By the 3rd and 4th centuries, the growing difficulty of finding adequate numbers of exotic animals, as well as the growing expense of transport and maintenance, began to force changes in the programme. The games continued, but the variety and quantity of animals declined. The celebration of Rome’s millennium in 248 AD included 32 elephants, 10 elk, 10 tigers, 60 lions, 30 leopards and a rhinoceros; while an impressive list to modern eyes, it was but a shadow of the 11,000 animals that Trajan had killed in a single programme a century and a half earlier.
The last documented animal hunts in the Colosseum took place around 523 AD, by which point the Western Roman Empire had already collapsed. The venationes ended not with a decision but with an exhaustion: of imperial finances, of military reach, and finally of the animals themselves.
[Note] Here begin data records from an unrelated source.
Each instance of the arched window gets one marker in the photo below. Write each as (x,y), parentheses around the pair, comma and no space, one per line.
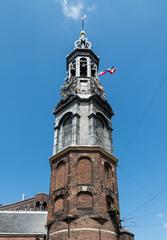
(60,175)
(73,68)
(59,202)
(109,203)
(84,200)
(83,67)
(108,175)
(84,171)
(99,131)
(67,132)
(37,206)
(93,69)
(44,206)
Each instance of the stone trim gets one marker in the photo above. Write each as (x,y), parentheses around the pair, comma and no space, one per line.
(83,229)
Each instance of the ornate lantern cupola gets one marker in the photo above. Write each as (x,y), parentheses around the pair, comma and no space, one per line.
(82,67)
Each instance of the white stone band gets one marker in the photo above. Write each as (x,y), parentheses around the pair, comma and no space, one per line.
(83,229)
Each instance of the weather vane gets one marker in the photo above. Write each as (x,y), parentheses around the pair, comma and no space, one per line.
(83,22)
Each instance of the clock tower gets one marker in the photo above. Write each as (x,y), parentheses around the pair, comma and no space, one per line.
(83,197)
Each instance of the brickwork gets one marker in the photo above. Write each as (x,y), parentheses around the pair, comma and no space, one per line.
(84,171)
(84,200)
(84,205)
(60,175)
(59,203)
(20,238)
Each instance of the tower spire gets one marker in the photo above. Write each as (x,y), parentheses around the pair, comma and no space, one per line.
(83,17)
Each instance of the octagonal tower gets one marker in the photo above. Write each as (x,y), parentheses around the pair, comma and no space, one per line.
(83,189)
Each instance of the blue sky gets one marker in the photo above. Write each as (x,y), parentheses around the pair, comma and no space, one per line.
(36,36)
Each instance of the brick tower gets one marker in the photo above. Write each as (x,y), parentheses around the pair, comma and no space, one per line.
(83,201)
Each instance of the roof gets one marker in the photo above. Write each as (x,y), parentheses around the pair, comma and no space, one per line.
(23,223)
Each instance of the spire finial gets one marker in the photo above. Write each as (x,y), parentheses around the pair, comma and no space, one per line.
(83,17)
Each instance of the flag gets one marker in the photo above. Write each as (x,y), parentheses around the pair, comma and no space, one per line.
(110,70)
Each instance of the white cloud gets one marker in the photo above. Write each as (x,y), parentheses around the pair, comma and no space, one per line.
(75,8)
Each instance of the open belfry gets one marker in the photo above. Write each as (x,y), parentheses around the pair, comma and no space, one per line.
(83,200)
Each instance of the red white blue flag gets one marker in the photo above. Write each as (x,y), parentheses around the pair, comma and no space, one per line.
(110,70)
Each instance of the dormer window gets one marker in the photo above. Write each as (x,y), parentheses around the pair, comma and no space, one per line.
(83,67)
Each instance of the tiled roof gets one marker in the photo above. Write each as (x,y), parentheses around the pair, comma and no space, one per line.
(12,222)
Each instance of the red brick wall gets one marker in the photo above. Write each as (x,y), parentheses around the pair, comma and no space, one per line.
(84,200)
(60,175)
(84,195)
(84,171)
(59,204)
What animals were used in the Colosseum?
An extraordinary range, from the very large to the unexpected. Lions, leopards, tigers, bears, elephants, hippopotamuses, rhinoceroses, crocodiles and giraffes were among the most celebrated. More commonly, vast numbers of deer, boar, ostriches, zebras, wild cattle and other game animals provided the bulk of the hunting spectacle.
Were Christians really thrown to lions in the Colosseum?
This is one of the most persistent and contested questions in Roman history. There is no contemporary evidence for Christian martyrdom specifically in the Colosseum, and the association developed primarily in the medieval period, many centuries after the events it claims to record. Christians were certainly executed in arenas across the empire, but the specific identification of the Colosseum as the site of mass Christian martyrdom is not supported by early sources.
How many animals were killed in the Colosseum?
The numbers given in ancient sources are large and should be treated cautiously. Titus’s inaugural games reportedly saw the killing of around 9,000 animals; Trajan’s Dacian triumph around 11,000. These figures come from literary sources written some time after the events and may reflect rhetorical inflation. However, even if the actual numbers were significantly lower, the cumulative toll across four centuries of games represents one of the most destructive episodes of human impact on animal populations in the ancient world.
What is the difference between a venator and a bestiarius?
A venator was a trained professional animal hunter — a skilled combatant specialised in fighting animals, trained at dedicated schools and accorded the status of a professional fighter. A bestiarius was typically a condemned criminal sent against animals with little or no training or adequate weapons, essentially serving a death sentence in the arena.
Did the Romans feel any concern about animal welfare?
The question would probably have been unfamiliar to most Romans, who viewed the natural world as a resource. However, there are occasional Roman texts that express discomfort with the spectacle — Cicero, writing in 55 BC about Pompey’s games featuring elephant hunts, notes that the crowd felt unexpected sympathy for the animals and turned against the sponsor.